Nurse consultant awarded MBE in New Year's Honours

30 Dec 2023, 8 a.m.

Nurse Lindy is leaning over a white cot. She's wearing a blue nurse uniform with a tall white hat. She's smiling and has curly brown hair. There are lots of festive decorations behind her.

A nurse who dedicated her entire career to GOSH’s neurosurgical department has been awarded an MBE in the New Year’s Honours list.

Lindy Voos née May, who worked at GOSH for 42 years, has been given the MBE for services to paediatric neurosurgical nursing.

After training at Great Ormond Street Hospital, Lindy decided to specialise in paediatric neurosurgery and went on to get a PhD and master's degree in neuroscience and a diploma in counselling.

Lindy’s story

Lindy began her nurse training in 1979. At the end of her first year, she worked on a neurosurgical ward at GOSH and thought ‘this is it, this is what I want to do.’
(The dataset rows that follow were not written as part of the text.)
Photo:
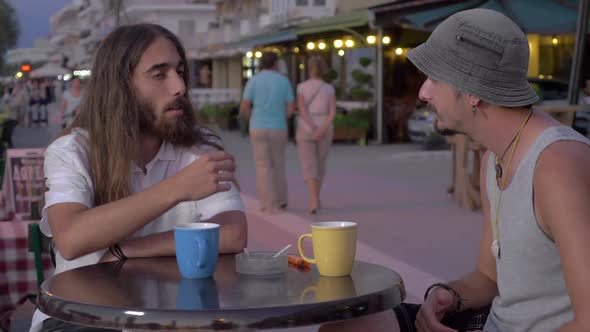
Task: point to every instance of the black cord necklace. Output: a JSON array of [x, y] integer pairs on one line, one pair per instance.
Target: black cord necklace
[[498, 168]]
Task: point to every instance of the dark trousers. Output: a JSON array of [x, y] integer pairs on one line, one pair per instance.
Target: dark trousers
[[56, 325], [468, 320]]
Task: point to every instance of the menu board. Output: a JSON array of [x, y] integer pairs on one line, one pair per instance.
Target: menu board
[[24, 183]]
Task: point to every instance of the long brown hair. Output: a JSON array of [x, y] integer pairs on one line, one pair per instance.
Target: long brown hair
[[110, 110]]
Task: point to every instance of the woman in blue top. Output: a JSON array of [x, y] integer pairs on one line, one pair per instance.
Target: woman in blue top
[[268, 102]]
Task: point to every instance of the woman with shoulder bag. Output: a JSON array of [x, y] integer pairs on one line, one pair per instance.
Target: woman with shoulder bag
[[317, 107]]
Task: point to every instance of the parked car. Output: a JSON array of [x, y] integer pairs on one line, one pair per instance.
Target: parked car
[[552, 92], [421, 124]]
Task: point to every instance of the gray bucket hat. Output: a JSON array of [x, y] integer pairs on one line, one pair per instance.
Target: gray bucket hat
[[481, 52]]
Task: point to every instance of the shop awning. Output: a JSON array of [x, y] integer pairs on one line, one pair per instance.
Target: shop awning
[[533, 16], [265, 39], [346, 21]]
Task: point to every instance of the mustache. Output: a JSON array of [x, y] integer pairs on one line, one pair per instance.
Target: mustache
[[181, 102]]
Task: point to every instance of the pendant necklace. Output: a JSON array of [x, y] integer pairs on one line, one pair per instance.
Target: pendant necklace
[[501, 181]]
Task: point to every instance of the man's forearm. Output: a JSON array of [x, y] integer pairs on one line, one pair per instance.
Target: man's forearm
[[476, 289], [233, 231], [100, 227], [153, 245], [233, 237]]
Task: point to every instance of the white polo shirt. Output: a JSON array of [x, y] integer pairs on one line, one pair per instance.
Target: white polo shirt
[[67, 173]]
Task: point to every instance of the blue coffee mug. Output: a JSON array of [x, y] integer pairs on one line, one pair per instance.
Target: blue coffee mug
[[197, 294], [197, 248]]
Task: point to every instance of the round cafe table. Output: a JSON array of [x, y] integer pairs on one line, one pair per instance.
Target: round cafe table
[[150, 294]]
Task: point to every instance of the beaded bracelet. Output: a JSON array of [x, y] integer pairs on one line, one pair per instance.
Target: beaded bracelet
[[458, 299], [116, 251]]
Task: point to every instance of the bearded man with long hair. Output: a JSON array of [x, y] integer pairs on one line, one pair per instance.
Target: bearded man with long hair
[[134, 162]]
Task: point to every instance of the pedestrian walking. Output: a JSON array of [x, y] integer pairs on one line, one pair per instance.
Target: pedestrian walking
[[70, 101], [316, 104], [19, 102], [268, 102]]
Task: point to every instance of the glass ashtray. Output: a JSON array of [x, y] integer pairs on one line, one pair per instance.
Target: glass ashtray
[[261, 263]]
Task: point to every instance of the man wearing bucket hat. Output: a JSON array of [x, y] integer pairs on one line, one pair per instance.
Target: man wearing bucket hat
[[532, 272]]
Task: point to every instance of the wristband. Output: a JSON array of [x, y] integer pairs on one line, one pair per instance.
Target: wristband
[[458, 299]]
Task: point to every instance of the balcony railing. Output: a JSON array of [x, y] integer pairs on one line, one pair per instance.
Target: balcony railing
[[202, 97]]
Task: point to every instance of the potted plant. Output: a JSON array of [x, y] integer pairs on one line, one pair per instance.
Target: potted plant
[[352, 126], [360, 94]]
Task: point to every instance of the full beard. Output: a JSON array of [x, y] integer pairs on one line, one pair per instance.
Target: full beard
[[176, 130], [442, 131]]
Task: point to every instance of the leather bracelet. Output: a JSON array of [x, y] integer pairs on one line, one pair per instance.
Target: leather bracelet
[[458, 299]]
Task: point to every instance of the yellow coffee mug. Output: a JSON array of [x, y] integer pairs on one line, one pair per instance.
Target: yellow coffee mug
[[330, 289], [334, 247]]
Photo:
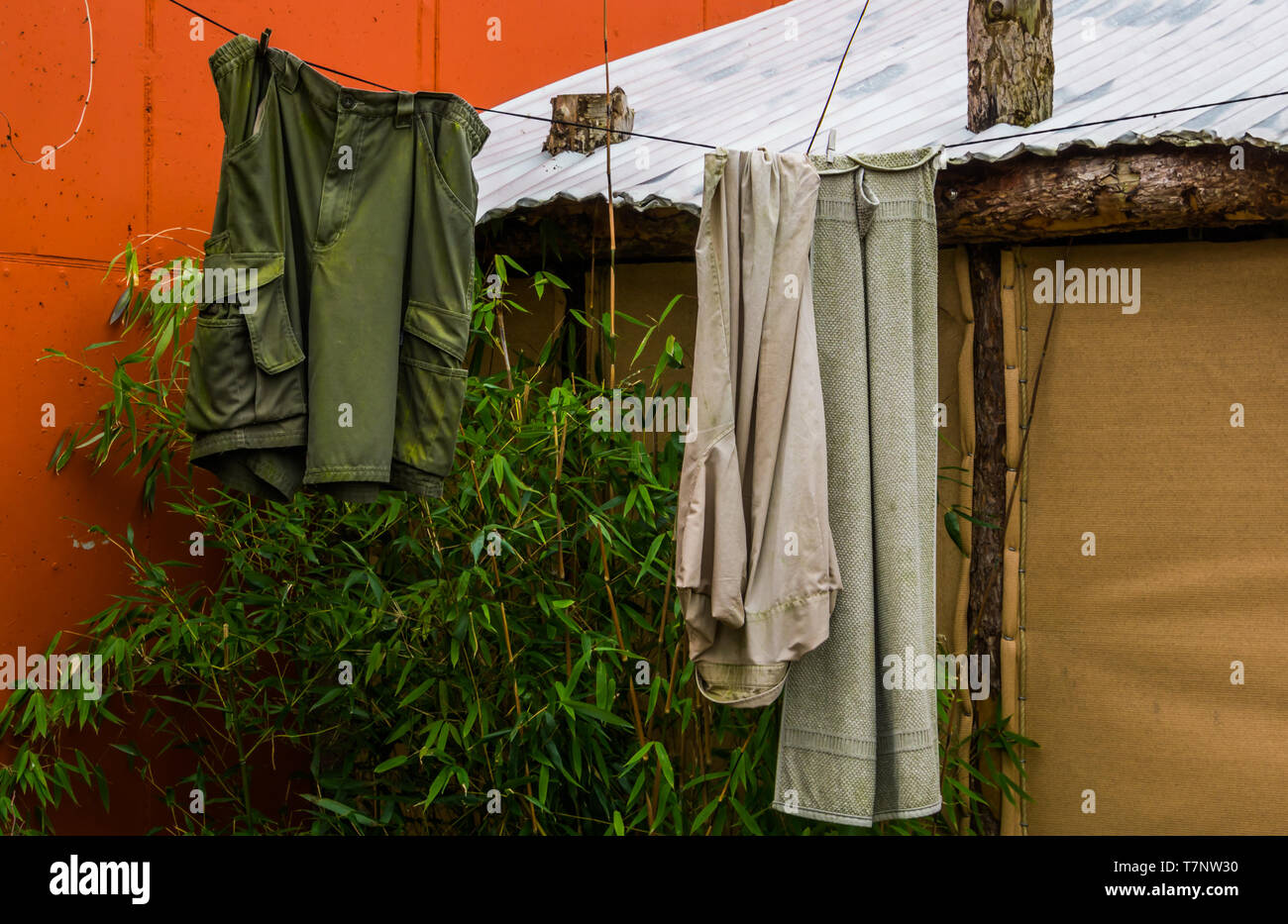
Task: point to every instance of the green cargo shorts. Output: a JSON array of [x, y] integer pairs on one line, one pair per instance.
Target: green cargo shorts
[[338, 283]]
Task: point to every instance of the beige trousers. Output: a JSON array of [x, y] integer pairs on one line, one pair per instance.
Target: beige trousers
[[755, 565]]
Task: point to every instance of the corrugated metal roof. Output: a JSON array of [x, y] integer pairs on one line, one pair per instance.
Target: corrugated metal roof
[[751, 84]]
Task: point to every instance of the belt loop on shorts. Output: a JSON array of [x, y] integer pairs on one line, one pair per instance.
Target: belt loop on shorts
[[288, 68], [406, 110]]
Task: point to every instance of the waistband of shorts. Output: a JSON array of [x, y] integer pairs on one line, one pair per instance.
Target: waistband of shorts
[[296, 75]]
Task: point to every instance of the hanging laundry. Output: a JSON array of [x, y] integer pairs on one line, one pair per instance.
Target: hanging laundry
[[857, 744], [755, 565], [338, 283]]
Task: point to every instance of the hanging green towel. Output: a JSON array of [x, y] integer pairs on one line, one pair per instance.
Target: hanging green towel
[[853, 751]]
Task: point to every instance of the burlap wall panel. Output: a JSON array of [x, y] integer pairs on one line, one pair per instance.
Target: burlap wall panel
[[1128, 678]]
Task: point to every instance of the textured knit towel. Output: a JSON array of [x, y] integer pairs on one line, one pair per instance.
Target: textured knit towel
[[755, 563], [853, 751]]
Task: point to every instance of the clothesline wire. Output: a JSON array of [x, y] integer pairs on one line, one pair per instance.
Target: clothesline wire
[[713, 147], [836, 77]]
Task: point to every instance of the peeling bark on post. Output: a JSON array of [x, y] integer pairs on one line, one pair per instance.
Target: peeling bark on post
[[1119, 189], [988, 494], [1012, 64]]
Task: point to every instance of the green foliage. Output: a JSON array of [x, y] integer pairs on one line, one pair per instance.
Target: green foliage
[[505, 659]]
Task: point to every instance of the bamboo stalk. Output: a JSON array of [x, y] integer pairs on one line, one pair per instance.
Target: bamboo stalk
[[612, 224]]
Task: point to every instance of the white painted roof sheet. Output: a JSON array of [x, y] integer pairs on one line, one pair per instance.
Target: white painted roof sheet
[[761, 82]]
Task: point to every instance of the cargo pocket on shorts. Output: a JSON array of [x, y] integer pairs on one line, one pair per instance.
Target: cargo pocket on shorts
[[430, 390], [246, 363]]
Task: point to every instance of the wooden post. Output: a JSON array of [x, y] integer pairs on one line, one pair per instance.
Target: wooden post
[[1012, 65]]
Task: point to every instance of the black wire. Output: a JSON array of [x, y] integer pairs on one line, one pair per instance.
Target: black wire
[[837, 76], [712, 147]]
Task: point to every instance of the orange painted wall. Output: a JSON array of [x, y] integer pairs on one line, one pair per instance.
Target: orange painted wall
[[145, 159]]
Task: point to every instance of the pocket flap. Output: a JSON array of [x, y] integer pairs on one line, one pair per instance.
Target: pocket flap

She said: “I was really inspired by the ward sister, Sister Harvey, who took me under her wing, she was so full of enthusiasm that I picked it up. Everyone kept saying you need to spread your wings, but I knew this is where I want to be.”

At the time the ward was called 1BE, then Parrot ward and more recently merged with the neurology ward to become Koala Ward.

Some of the biggest changes that Lindy encountered during her career were when parents were allowed to stay alongside their children at night, and the acquisition of an MRI scanner was also a major step forward in the management of neurosurgical patients.

When asked what advice she’d give to new nurses she said: “Find a speciality you enjoy and a ward that makes you feel like you belong.

“You give empathy and care in huge amounts, but it’s no good if you’re too burnt out to give that to the next family. You have to find a balance.

“And take advantage of opportunities, GOSH is really good at supporting further education.”

Nurse Lindy is wearing a blue uniform with a tall white hat. She's sat down opening a present and smiling.

‘It’s a huge privilege to work with families’

Lindy has worked with many, many families throughout her career.

She said: “It’s a huge privilege to work with families at a time that is such a nightmare for them. You feel very fortunate to be in a position where you can perhaps make their journey a little easier.

“But it’s not about being an individual, it’s about being part of a multi-disciplinary team who work together to provide the best care possible for each child and family. It’s about supporting your colleagues, providing education and leadership, and sharing knowledge and skills within GOSH, nationally and internationally.

“There are of course many tears, but there is also humour and laughter, and that's one of the many things that is so special about working with children”.

Lindy retired in 2020, but in the past few months has returned to GOSH as a volunteer, with her therapy dog, Ruby. Lindy and Ruby also volunteer at her local hospital.

She said, “When I was at work I could see how much pleasure the therapy dogs brought to staff, patients and families.

“They just make people smile, and that's a great thing to do.”